The test suite is in `tests/test_pipeline.py` and covers the full pipeline from data loading to sentiment output. Run with:

```bash
uv run pytest
```

| Test | Description |
|------|-------------|
| `test_loader_synthetic_csv` | Verifies `TextLoader` correctly loads a synthetic CSV. |
| `test_loader_missing_column` | Confirms an error is raised when required columns are absent. |
| `test_loader_unsupported_format` | Confirms an error is raised for unsupported file types. |
| `test_loader_returns_copy` | Verifies the loader returns a defensive copy. |
| `test_cleaner_basic_run_on_fomc` | Runs `TextCleaner` on real FOMC data and validates output shape. |
| `test_cleaner_header_removal` | Verifies boilerplate header strings are removed. |
| `test_cleaner_tokenize_fomc` | Checks tokenized output is a non-empty list of strings. |
| `test_cleaner_stem_fomc` | Confirms stemming reduces tokens to root forms. |
| `test_cleaner_percentage_normalization` | Verifies percentages are normalized correctly. |
| `test_cleaner_assigns_id_text` | Confirms each row receives a unique `id_text` identifier. |
| `test_cleaner_missing_column` | Confirms a clear error when the text column is missing. |
| `test_sentiment_hubert_posneg` | Runs Hubert dictionary with `posneg` method and checks score range. |
| `test_sentiment_lm_posneg` | Runs LM dictionary with `posneg` method. |
| `test_sentiment_correa_allwords` | Runs Correa dictionary with `allwords` method. |
| `test_sentiment_text_column_override` | Verifies overriding the text column does not mutate the original DataFrame. |
| `test_sentiment_unknown_dictionary` | Confirms a clear error for unknown dictionary names. |
| `test_sentiment_word_counts_nonzero` | Verifies that matched sentiment word counts are > 0 on real data. |
| `test_public_api_imports` | Confirms the public API imports correctly from the package. |
| `test_version_is_string` | Verifies `__version__` is a valid string. |

---

## 5. Citations

### Lexical Dictionaries

- **Loughran-McDonald (LM)**: Loughran, T. and B. Mcdonald (2011). When Is a Liability Not a Liability? Textual Analysis, Dictionaries, and 10-Ks. *The Journal of Finance* 66, 35–65.
- **Correa**: Correa, R., K. Garud, J. Londono, and N. Mislang (2017). Sentiment in Central Bank as Financial Stability Reports. *Board of Governors of the Federal Reserve System Research Series*. International Finance Discussion Paper 1203.
- **Hubert**: Hubert, P. and F. Labondance (2021).

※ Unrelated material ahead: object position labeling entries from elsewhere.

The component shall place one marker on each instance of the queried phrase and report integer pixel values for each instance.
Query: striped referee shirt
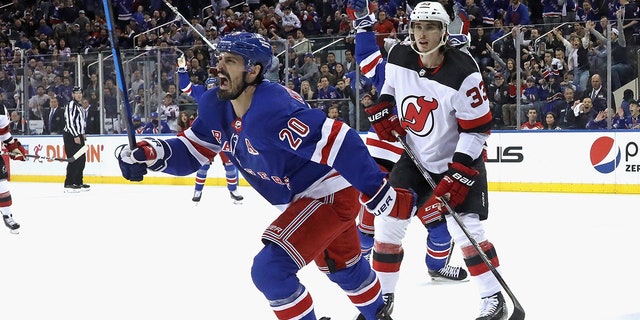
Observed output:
(75, 119)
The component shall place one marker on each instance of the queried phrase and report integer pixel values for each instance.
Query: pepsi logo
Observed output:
(605, 155)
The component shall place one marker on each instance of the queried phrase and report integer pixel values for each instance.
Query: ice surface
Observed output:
(147, 252)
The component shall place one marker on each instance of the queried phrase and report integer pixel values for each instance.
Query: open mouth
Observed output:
(224, 82)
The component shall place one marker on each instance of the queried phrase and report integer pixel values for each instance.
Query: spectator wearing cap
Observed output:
(309, 70)
(212, 35)
(138, 16)
(273, 74)
(289, 21)
(627, 97)
(138, 124)
(532, 97)
(196, 21)
(498, 93)
(55, 122)
(74, 138)
(621, 70)
(82, 20)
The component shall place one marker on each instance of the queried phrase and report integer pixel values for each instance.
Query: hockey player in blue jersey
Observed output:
(231, 172)
(386, 154)
(443, 114)
(315, 170)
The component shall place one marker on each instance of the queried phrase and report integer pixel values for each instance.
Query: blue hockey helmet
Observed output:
(254, 48)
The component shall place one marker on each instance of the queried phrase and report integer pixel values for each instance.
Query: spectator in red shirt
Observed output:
(533, 123)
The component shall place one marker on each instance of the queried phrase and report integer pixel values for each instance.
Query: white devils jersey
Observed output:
(444, 110)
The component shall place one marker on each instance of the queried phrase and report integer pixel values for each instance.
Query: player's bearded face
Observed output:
(231, 71)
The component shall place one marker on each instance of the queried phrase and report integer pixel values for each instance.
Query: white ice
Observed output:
(139, 251)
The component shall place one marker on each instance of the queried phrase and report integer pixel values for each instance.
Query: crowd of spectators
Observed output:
(563, 48)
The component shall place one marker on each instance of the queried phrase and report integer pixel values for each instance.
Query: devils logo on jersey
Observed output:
(417, 115)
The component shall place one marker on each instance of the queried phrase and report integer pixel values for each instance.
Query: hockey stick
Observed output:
(73, 158)
(122, 84)
(177, 13)
(518, 311)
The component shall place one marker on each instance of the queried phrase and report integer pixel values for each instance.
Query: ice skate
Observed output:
(449, 273)
(385, 312)
(493, 308)
(236, 196)
(196, 196)
(72, 188)
(11, 224)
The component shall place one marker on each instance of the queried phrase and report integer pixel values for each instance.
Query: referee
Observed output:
(74, 139)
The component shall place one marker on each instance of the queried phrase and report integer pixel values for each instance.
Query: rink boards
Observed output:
(544, 161)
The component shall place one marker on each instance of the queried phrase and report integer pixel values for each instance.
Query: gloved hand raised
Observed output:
(361, 13)
(456, 184)
(182, 63)
(394, 202)
(149, 153)
(384, 120)
(16, 150)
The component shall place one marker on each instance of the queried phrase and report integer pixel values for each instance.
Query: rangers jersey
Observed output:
(273, 143)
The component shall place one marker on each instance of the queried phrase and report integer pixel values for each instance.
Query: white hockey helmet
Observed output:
(429, 11)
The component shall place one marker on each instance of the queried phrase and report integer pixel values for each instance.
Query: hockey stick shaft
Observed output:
(122, 84)
(177, 13)
(518, 312)
(73, 158)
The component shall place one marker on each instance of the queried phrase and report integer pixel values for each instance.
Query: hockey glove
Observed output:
(456, 184)
(431, 212)
(385, 121)
(16, 150)
(361, 13)
(182, 63)
(149, 153)
(394, 202)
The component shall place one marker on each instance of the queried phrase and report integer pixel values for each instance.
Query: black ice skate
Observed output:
(493, 308)
(448, 273)
(385, 312)
(236, 196)
(72, 188)
(10, 223)
(196, 196)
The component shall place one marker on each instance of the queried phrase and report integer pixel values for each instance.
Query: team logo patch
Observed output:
(417, 114)
(605, 155)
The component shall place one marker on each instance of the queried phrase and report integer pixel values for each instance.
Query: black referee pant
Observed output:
(75, 168)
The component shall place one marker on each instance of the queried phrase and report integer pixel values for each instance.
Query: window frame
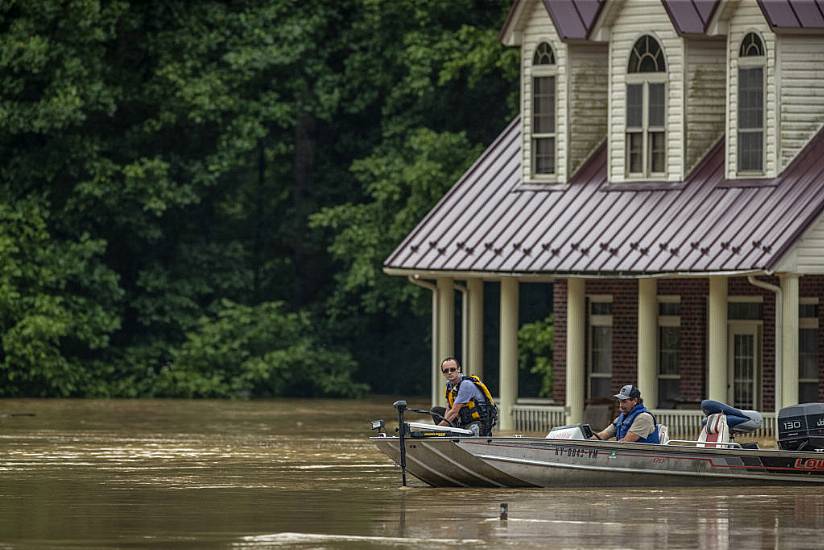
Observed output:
(808, 323)
(746, 326)
(536, 72)
(664, 321)
(645, 79)
(746, 63)
(594, 321)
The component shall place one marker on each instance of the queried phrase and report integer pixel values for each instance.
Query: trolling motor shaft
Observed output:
(401, 406)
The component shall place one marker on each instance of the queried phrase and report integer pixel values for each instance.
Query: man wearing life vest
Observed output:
(635, 423)
(470, 404)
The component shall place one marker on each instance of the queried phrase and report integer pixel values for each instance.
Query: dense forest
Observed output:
(197, 197)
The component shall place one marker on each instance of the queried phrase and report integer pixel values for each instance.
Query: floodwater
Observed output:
(302, 474)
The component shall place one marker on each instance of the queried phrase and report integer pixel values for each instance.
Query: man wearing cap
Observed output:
(635, 423)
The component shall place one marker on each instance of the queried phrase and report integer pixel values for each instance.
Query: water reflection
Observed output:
(301, 474)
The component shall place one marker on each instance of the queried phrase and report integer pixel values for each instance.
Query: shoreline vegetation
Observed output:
(196, 198)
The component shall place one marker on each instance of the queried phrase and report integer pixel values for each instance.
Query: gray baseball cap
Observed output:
(628, 392)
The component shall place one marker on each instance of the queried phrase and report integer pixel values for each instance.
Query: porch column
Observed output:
(437, 382)
(509, 352)
(789, 341)
(717, 336)
(647, 337)
(475, 353)
(576, 344)
(446, 327)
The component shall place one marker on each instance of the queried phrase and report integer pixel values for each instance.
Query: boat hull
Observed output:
(525, 462)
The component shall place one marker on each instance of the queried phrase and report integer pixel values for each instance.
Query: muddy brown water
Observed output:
(302, 474)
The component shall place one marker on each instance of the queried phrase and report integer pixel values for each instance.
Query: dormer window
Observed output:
(543, 111)
(646, 150)
(751, 62)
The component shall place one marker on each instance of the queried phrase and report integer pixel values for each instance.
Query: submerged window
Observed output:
(808, 371)
(646, 150)
(751, 64)
(669, 351)
(600, 348)
(543, 110)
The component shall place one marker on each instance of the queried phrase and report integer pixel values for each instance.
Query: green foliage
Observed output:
(247, 351)
(58, 305)
(165, 167)
(535, 347)
(402, 184)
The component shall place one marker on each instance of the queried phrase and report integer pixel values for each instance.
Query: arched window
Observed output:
(751, 46)
(751, 62)
(646, 151)
(543, 110)
(647, 56)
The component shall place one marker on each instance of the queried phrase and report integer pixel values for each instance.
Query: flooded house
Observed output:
(666, 175)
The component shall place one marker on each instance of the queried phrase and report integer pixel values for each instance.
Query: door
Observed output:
(744, 365)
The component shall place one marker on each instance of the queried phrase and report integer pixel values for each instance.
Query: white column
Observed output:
(446, 325)
(717, 336)
(789, 340)
(576, 345)
(509, 352)
(437, 383)
(647, 338)
(475, 353)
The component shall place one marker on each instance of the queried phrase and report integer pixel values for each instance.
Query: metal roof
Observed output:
(690, 16)
(573, 19)
(490, 222)
(794, 15)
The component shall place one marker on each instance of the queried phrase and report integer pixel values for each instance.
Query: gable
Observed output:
(573, 19)
(490, 223)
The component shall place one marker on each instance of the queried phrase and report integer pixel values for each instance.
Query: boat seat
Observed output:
(663, 434)
(738, 420)
(715, 431)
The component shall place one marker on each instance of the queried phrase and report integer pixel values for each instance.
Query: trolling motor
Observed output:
(401, 406)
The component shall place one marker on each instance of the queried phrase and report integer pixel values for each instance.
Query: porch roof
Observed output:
(794, 15)
(490, 222)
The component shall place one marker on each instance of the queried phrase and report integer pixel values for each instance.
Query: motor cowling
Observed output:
(801, 427)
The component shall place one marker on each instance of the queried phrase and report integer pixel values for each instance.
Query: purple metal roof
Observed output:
(490, 222)
(573, 19)
(794, 15)
(690, 16)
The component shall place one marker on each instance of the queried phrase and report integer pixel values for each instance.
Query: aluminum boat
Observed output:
(446, 457)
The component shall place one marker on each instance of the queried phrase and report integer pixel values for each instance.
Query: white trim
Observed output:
(739, 299)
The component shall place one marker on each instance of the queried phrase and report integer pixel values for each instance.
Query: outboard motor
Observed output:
(801, 427)
(739, 421)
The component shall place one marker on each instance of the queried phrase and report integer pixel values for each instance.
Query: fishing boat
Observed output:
(450, 457)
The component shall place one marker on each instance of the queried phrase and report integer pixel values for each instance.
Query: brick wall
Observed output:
(693, 357)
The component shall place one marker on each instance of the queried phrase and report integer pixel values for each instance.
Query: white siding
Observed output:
(802, 92)
(706, 92)
(807, 256)
(588, 70)
(635, 20)
(539, 28)
(748, 18)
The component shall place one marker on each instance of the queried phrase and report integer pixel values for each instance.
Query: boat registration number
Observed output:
(576, 451)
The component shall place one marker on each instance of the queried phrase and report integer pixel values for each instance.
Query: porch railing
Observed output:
(683, 424)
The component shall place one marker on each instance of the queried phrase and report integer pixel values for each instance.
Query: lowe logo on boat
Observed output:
(809, 463)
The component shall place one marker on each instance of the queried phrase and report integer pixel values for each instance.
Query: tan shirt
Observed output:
(642, 426)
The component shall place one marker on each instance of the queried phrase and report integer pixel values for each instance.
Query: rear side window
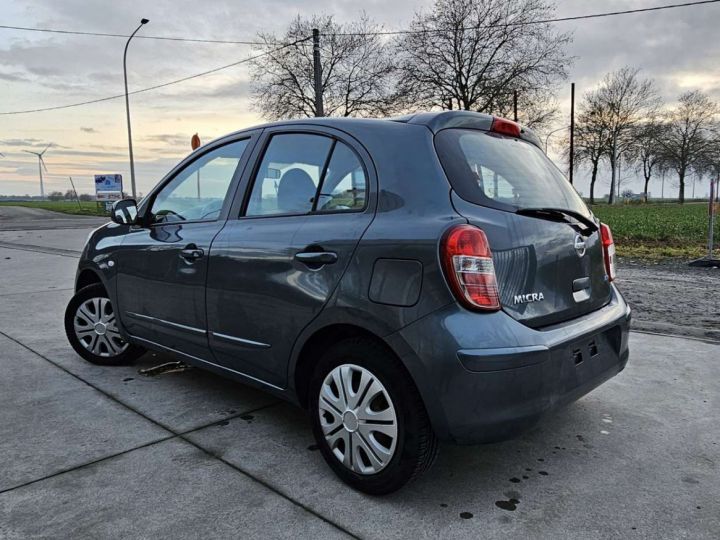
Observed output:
(503, 172)
(303, 173)
(289, 174)
(345, 184)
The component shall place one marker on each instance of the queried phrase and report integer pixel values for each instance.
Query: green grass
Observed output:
(658, 231)
(87, 208)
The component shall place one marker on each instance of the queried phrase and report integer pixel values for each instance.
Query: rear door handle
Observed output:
(316, 257)
(192, 253)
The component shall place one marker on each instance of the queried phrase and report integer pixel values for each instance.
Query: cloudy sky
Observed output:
(678, 48)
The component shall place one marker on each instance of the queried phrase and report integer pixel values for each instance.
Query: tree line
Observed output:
(625, 119)
(460, 54)
(481, 55)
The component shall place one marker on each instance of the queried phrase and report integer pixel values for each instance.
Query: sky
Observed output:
(677, 48)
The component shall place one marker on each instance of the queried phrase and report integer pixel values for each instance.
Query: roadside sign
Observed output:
(108, 187)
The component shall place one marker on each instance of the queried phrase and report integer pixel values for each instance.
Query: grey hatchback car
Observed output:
(407, 280)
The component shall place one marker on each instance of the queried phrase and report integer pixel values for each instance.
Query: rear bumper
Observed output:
(487, 378)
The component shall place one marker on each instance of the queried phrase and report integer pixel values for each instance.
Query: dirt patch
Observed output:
(671, 297)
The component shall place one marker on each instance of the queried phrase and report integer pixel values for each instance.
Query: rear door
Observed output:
(273, 269)
(549, 265)
(162, 265)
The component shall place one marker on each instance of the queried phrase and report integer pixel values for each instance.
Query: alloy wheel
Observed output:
(358, 419)
(96, 328)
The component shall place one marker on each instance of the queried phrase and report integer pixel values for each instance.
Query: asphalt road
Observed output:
(89, 452)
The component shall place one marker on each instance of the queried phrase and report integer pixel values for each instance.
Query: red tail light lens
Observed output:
(506, 127)
(608, 251)
(469, 268)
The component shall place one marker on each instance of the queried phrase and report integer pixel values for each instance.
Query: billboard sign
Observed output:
(108, 187)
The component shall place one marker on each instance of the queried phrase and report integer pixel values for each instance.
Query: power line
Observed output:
(395, 32)
(157, 86)
(528, 23)
(106, 34)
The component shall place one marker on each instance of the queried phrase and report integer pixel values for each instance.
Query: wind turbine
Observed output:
(41, 165)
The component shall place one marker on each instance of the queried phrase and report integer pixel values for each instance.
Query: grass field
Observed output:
(657, 231)
(87, 208)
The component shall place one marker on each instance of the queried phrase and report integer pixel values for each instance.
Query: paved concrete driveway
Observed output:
(89, 452)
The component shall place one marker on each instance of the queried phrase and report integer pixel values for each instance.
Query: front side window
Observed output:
(199, 191)
(503, 172)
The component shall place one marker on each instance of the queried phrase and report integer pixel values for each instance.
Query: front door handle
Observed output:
(192, 253)
(316, 257)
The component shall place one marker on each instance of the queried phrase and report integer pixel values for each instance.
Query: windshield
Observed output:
(504, 172)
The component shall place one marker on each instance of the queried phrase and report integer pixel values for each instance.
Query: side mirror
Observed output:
(124, 212)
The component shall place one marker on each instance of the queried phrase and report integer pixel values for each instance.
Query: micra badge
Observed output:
(528, 298)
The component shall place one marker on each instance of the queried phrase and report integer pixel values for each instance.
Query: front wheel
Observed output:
(368, 418)
(91, 329)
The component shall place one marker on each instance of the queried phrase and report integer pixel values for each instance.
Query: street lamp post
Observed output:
(127, 107)
(547, 138)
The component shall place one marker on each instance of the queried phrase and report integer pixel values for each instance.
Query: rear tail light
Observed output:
(505, 127)
(469, 268)
(608, 251)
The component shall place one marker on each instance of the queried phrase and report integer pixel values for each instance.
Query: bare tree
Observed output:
(473, 54)
(357, 70)
(591, 140)
(688, 135)
(622, 101)
(645, 150)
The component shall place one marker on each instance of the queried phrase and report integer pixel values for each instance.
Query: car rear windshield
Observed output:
(503, 172)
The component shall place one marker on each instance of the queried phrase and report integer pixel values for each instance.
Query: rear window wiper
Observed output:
(561, 213)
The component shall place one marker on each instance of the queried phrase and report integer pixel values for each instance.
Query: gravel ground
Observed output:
(672, 298)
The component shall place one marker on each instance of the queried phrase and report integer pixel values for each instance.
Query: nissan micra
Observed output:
(407, 280)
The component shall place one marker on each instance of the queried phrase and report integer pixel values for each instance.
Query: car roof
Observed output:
(434, 120)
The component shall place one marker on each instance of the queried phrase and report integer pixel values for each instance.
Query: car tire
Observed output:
(92, 331)
(358, 387)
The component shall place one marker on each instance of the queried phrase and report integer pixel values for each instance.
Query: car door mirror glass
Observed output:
(124, 212)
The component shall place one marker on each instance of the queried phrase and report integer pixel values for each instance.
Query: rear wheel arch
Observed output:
(319, 342)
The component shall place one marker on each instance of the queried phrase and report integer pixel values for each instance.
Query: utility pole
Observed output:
(75, 191)
(127, 106)
(572, 131)
(317, 73)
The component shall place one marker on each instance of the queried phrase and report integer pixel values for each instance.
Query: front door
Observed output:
(162, 265)
(272, 270)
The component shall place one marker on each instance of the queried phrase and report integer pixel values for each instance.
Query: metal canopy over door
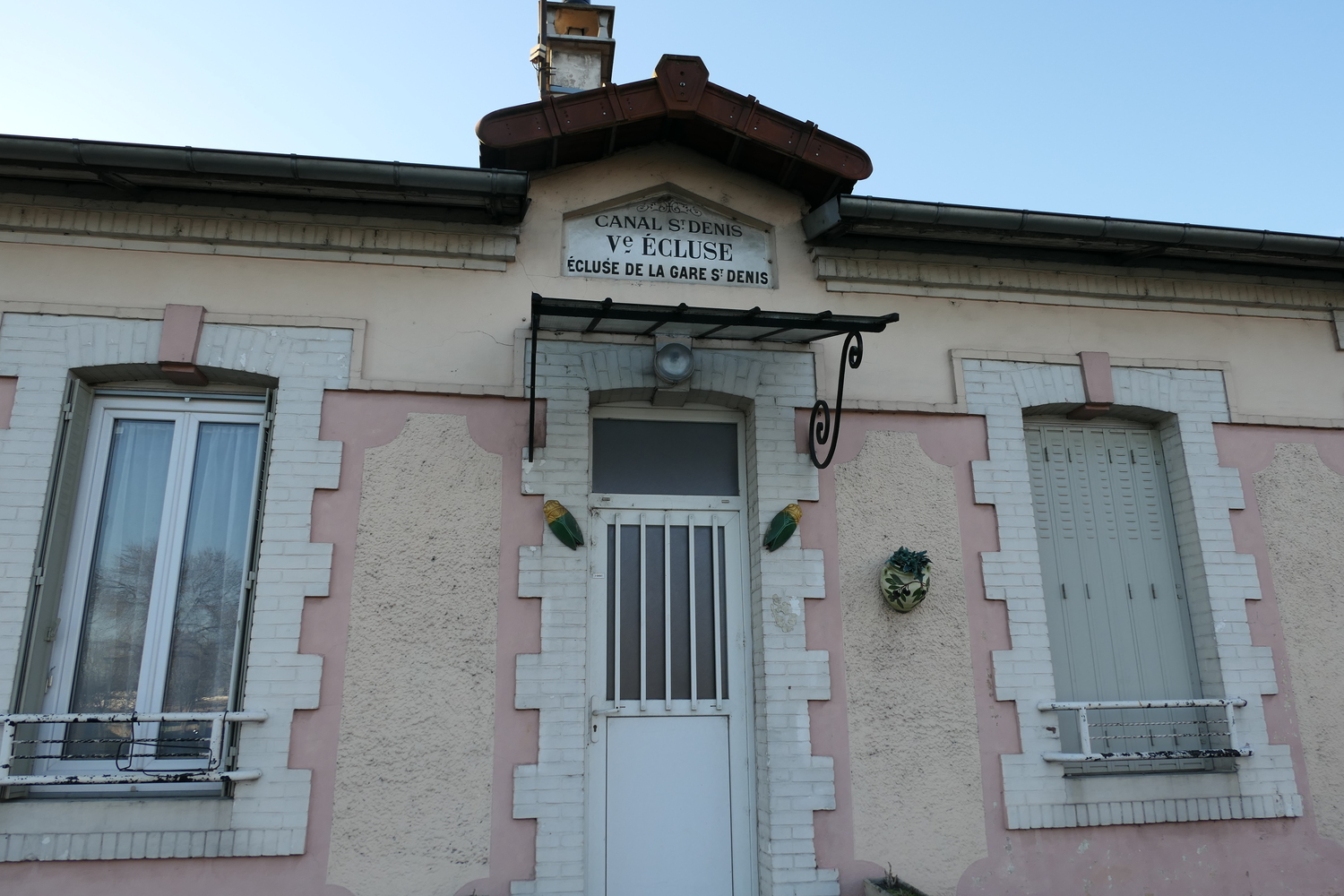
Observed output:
(1116, 606)
(669, 762)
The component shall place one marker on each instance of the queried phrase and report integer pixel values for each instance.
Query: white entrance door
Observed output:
(669, 769)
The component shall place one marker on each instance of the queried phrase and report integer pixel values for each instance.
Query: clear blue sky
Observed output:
(1212, 113)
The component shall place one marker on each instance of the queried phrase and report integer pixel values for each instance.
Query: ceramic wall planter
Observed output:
(905, 579)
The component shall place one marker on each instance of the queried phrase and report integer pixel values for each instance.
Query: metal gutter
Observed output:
(875, 217)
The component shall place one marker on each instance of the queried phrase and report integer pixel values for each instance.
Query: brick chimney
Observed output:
(574, 46)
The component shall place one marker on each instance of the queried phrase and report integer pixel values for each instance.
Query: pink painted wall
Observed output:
(8, 386)
(1215, 858)
(360, 421)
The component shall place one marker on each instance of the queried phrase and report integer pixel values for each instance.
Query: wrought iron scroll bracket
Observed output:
(822, 433)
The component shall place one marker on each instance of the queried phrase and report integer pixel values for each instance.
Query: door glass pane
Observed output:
(120, 584)
(211, 581)
(664, 457)
(679, 613)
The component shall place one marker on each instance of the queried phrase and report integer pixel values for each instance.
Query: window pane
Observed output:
(120, 582)
(211, 581)
(664, 457)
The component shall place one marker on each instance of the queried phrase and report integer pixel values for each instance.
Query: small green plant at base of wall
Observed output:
(889, 885)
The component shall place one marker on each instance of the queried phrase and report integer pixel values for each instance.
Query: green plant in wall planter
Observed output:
(905, 579)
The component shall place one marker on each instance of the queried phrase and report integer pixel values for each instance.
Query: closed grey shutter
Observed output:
(1116, 611)
(53, 548)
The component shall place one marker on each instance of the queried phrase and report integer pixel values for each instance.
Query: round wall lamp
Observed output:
(674, 362)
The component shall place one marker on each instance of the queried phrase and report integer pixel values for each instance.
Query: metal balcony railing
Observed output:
(1121, 729)
(145, 747)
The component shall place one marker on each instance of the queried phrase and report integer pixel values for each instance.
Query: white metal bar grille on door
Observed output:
(666, 608)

The signaling effects of central bank tone. *European Economic Review* 133, 103684.
- **General Inquirer (HIV)**:
  - Stone, Philip J., Dexter C. Dunphy, and Marshall S. Smith. "The general inquirer: A computer approach to content analysis." (1966).
  - Lasswell, Harold Dwight, and Nathan Constantin Leites. "Language of politics: Studies in quantitative semantics." (1966).
- **Apel-Blix Grimaldi (AP)**: Apel, M. and M. Blix Grimaldi (2014). How Informative Are Central Bank Minutes? *Review of Economics* 65(1), 53-76.
- **Bennani-Neuenkirch (BN)**: Bennani, H. and M. Neuenkirch (2017). The (Home) Bias of European Central Bankers: New Evidence Based on Speeches. *Applied Economics* 49(11), 1114-1131.

---

## 6. Scripts and Notebooks

### 6.1 `src/data/` (Data Pipelines & Orchestration)
The `src/data/` folder contains orchestration scripts used to fetch external datasets and orchestrate sentiment analysis runs. These scripts function as standalone execution entry points.
- `cb_speeches_download.py`: Ingests the central bank speeches dataset from cbsspeeches.org and partitions the data into `data/raw/`.
- `cb_speeches_clean.py`: Orchestrates the `AutoEconSentiment` pipeline specifically for the CBS speeches dataset, producing the sentiment outputs locally.

### 6.2 `notebooks/` (Exploration & Demos)
The `notebooks/` folder contains exploratory data analysis (EDA) and demonstration Jupyter Notebooks. These notebooks consume the processed data generated by the `src/data/` orchestration scripts. 
- `autoecon_demo.ipynb`: A general walkthrough demo.
- `demo_cb_speechs.ipynb`: An interactive output visualization notebook showcasing results processed by `cb_speeches_clean.py`.